Seventeen absurdist short stories from the land of the midnight sun.
It’s not clear whether this debut collection of Swedish-influenced short fiction from Merkner (Creative Writing/West Chester University) is meant to be parody, collage or dream diary, but all the stories are either weighty with loquaciousness or viciously abridged, which is often for the better.
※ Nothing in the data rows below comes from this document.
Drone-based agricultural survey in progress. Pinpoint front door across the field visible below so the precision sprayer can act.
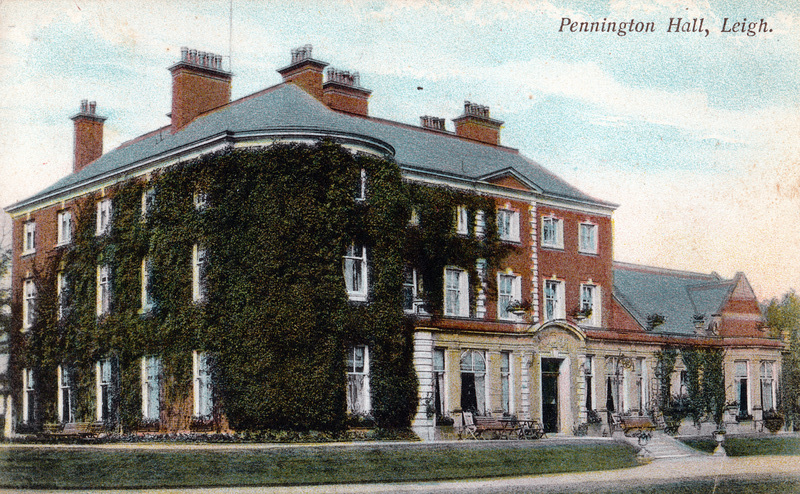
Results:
[542,358,561,432]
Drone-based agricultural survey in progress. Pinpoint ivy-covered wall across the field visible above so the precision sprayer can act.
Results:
[12,142,506,430]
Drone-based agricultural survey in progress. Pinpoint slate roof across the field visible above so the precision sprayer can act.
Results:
[614,262,736,335]
[8,83,615,211]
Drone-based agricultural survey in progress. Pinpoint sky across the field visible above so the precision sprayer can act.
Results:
[0,0,800,300]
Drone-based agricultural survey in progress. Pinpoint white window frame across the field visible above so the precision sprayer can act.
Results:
[56,209,72,245]
[500,350,514,415]
[444,266,469,317]
[140,256,153,312]
[542,215,564,249]
[345,345,372,415]
[578,222,599,254]
[459,349,489,415]
[95,358,113,422]
[579,283,602,327]
[96,264,111,316]
[456,206,469,235]
[142,187,156,219]
[57,365,75,424]
[22,278,38,332]
[56,271,69,321]
[431,347,447,415]
[582,355,597,417]
[192,189,208,211]
[141,355,161,420]
[403,266,422,314]
[733,360,753,414]
[408,207,419,226]
[497,271,522,321]
[22,367,36,424]
[633,357,647,415]
[759,360,777,411]
[95,198,113,237]
[354,168,367,202]
[342,243,369,302]
[21,221,36,256]
[192,244,208,302]
[542,280,567,321]
[497,209,519,242]
[192,350,214,420]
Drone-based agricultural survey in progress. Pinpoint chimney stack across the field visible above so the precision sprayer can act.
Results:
[322,67,372,117]
[419,115,446,132]
[72,100,106,173]
[169,47,232,132]
[278,45,328,101]
[453,101,503,146]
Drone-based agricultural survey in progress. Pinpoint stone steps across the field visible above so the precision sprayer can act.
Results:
[620,431,703,459]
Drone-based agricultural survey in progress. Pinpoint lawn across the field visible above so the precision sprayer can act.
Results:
[681,436,800,456]
[0,441,637,489]
[547,477,800,494]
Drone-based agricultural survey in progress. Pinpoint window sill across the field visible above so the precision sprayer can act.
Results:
[444,314,472,319]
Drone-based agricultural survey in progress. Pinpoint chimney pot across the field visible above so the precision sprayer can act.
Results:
[169,47,231,132]
[72,99,106,173]
[453,100,503,146]
[278,45,328,101]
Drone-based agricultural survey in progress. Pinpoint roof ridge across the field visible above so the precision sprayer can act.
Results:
[612,261,730,282]
[114,125,172,151]
[346,114,520,155]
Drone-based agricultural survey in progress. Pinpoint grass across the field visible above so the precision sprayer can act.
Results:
[0,441,637,489]
[681,436,800,456]
[548,478,800,494]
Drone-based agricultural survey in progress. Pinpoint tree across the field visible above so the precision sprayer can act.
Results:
[764,291,800,427]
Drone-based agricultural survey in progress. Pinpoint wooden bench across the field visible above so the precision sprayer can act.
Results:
[518,420,547,439]
[619,415,656,436]
[474,415,517,439]
[42,422,104,437]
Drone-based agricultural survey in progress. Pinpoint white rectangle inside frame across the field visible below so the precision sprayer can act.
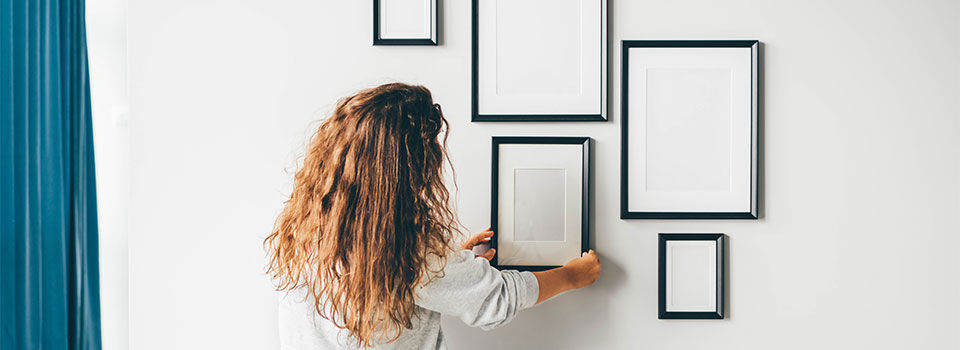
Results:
[666,241,718,312]
[473,0,607,121]
[495,139,587,266]
[374,0,437,45]
[621,41,759,219]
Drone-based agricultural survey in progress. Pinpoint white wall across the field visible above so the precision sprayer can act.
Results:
[84,0,131,350]
[128,0,960,349]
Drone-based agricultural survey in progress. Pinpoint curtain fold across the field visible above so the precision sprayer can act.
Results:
[0,0,100,350]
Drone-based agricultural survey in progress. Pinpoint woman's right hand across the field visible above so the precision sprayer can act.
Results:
[561,249,601,288]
After opening with a long-winded farce about a pig, Merkner offers “Check the Baby,” about a man and his wife who have resorted to trading sexual favors for the right not to check on their newborn. “The stakes are not low, I might add,” he writes. “I have 4,027 blowjobs coming my way someday, it’s not exactly clear when, and my wife has roughly fourteen hours of French-style kissing.” “Local Accident” (widely available online if you need a sample) is about a woman whose hit-and-run accident causes her to lose her baby: “The fact is you don’t always choose your choices. You don’t always choose your victims and you don’t always choose your witnesses. That’s why we call them accidents.” Several stories concern themselves with the trials of parenthood, notably “When our Son, 26, Brings us His First Girlfriend” and “When our Son, 36, Asks us for What He Calls a Small Loan.” Other stories are about those things that divide us—the mute father in “O Sweet One in the Bluff” or the divorcé in “Cabins,” who discovers that he is not alone in his lonesomeness. Others are variations on long-held myths, like the title character of “The Cook at Swedish Castle.” The author clearly has some kind of affection for his oversized caricatures, and there are moments of humor throughout, but there’s a great deal of cynicism at play, too.
Very literary, highly experimental and not very interesting to read all in a row.